Il gesto di Acerbi, il suo atteggiamento e le sue parole post-assoluzione denotano solamente una cosa: il sentirsi superiori rispetto a un’idea di razzismo astratta e legata ad aneddoti estremi. Il suo affermare “il mio idolo era George Weah, e quando mi fu trovato il tumore ricevetti una telefonata a sorpresa da lui che ancora oggi mi emoziona” è la più classica delle affermazioni di chi è intrinsecamente razzista ma che, probabilmente, non ha percezione di ciò. È la versione rivisitata di: “ho tanti amici neri”! Ma questo non basta perché il razzismo in Italia è la norma.

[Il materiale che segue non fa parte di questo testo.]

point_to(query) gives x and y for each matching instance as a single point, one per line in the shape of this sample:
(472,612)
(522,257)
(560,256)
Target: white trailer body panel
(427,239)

La nostra quotidianità è piena di racconti e di dati che ci dicono che le persone nere in Italia subiscono discriminazioni di vario genere ogni giorno, che sono vittime di micro aggressioni, di commenti razzisti, di sguardi e battute. Valutare il gesto di Acerbi rispetto a questo contesto, forse, sarebbe stato molto più utile e probabilmente ci avrebbe anche permesso di progredire come società, di acquisire maggiore consapevolezza di un fenomeno in continua espansione, avrebbe creato dei nuovianticorpi e avrebbe evitato di rafforzare l’idea che Juan Jesus si sia inventato tutto o che peggio ancora abbia frainteso una “normale” offesa di campo con un’offesa razzista! Se questa situazione è capitata a un personaggio come Juan Jesus con mezzi e voce per farsi sentire, immaginiamo cosa potrebbe significare questo per le persone comuni con meno possibilità e visibilità, ma con molto più bisogno di riscattare quell’ingiustizia. Ed è per questo che dal caso Acerbi – Juan Jesus ne usciamo sconfittə e – paradossalmente – più razzistə di prima avendo rimarcato un concetto che possiamo riassumere così: sei sei nero e ti insultano, non ti scomodare a denunciare, non è nulla di grave!